I’d be okay with having an args (specified either way) and separate strings (a tuple of tuples) and interpolations (a tuple of interpolations).

dkp · December 21, 2024, 9:29pm

FWIW: aesthetically I prefer walking over .args and type checking over either of the pairs() approaches – but I don’t think any of the three are bad, especially given that writing code to process templates (rather than calling code that processes them) is the uncommon case.

This said, the fact that the pairs() approaches hide args entirely and save us from specifying alternation outright seems like a win.

Maybe it’s worth stepping back a little?

Looking at javascript-land, tagged template functions are typed as tag(strings: TemplateStringsArray, ...values: Any) -> Any. Javascript guarantees strings is length n+1, where n is the length of values. strings so structured is very commonly used as a cache key by developers.

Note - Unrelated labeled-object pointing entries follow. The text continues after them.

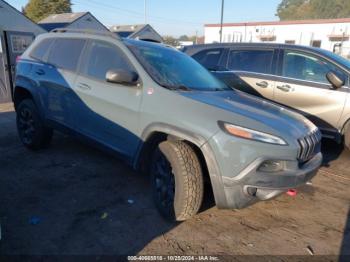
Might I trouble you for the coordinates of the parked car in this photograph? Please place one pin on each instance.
(165, 114)
(313, 81)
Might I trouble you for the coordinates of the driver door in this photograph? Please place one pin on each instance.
(107, 112)
(303, 85)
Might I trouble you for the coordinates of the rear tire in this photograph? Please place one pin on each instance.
(31, 129)
(347, 138)
(177, 180)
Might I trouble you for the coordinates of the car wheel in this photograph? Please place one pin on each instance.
(177, 180)
(31, 128)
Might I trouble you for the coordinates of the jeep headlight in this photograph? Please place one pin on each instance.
(251, 134)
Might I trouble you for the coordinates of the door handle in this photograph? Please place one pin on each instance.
(84, 86)
(262, 84)
(285, 88)
(40, 72)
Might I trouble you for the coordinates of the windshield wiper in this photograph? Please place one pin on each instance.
(179, 87)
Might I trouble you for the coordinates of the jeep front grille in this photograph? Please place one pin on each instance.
(309, 145)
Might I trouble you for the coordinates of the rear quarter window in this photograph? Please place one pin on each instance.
(65, 53)
(209, 58)
(41, 49)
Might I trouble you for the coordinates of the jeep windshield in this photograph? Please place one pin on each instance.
(173, 69)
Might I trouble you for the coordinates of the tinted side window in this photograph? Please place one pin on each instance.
(65, 53)
(41, 49)
(257, 61)
(308, 67)
(103, 57)
(209, 58)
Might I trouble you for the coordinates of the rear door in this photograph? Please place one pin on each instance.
(251, 70)
(303, 85)
(107, 112)
(5, 90)
(17, 43)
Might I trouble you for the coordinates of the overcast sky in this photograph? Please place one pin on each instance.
(173, 17)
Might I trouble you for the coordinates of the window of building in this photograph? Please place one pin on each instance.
(41, 49)
(290, 42)
(308, 67)
(209, 58)
(316, 43)
(65, 53)
(257, 61)
(103, 57)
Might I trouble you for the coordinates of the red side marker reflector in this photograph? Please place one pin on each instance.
(292, 192)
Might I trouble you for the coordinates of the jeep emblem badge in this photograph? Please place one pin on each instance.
(150, 91)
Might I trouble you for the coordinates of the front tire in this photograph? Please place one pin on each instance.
(177, 180)
(31, 129)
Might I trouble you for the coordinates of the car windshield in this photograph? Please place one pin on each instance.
(173, 69)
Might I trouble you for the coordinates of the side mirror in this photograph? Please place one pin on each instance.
(121, 76)
(335, 80)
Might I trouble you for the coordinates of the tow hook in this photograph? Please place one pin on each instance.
(292, 192)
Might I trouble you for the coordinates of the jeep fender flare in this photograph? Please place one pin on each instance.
(176, 133)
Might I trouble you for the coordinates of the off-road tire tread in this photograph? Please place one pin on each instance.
(191, 174)
(44, 134)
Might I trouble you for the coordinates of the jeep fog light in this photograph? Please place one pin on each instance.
(271, 166)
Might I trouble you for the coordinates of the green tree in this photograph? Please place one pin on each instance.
(39, 9)
(313, 9)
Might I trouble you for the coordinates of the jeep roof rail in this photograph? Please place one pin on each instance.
(85, 31)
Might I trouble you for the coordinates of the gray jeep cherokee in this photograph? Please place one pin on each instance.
(165, 114)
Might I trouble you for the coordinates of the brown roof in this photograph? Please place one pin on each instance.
(290, 22)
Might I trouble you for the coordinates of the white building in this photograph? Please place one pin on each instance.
(330, 34)
(82, 20)
(16, 33)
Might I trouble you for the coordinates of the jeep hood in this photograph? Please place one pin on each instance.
(272, 116)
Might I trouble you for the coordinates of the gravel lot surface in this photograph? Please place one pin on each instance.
(74, 199)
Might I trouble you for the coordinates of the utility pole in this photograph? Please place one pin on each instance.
(222, 18)
(145, 7)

In a different direction, following the thread of “let’s just have args but not have alternation”. Some consequences:

Template equality is no longer tied to args. That is, assert t"hello " + t"world" == t"hello world" should probably still hold, but presumably in one case args is ("hello ", "world") and in the other case, args is ("hello world",) Under the hood, __eq__ will still need to coalesce neighboring strings. Also as an implementation detail, it can decide to use or drop empty strings.
The collection of strings culled from tuple(s for s in template.args if isinstance(s, str)) is no longer a useful cache key. For instance, if we’re dropping empty strings, it will be () for t"{foo}" and t"{foo}{bar}". Or if we aren’t dropping empty strings, it will be ("hello", "") for t"hello" + t"" and ("hello",) for t"hello" even those ideally result in the same key. Developers will need to implement coalescing and alternation themselves in order to derive a useful key. (Or we’d need to provide a separate strings that has this property.)

I don’t love either of these outcomes.

guido · December 21, 2024, 10:07pm

What’s wrong with letting + do the work instead of ==?

dkp · December 21, 2024, 10:08pm

But we can construct templates directly too. Shouldn’t assert Template(“hello “, “world”) == Template(“hello world”) hold as well?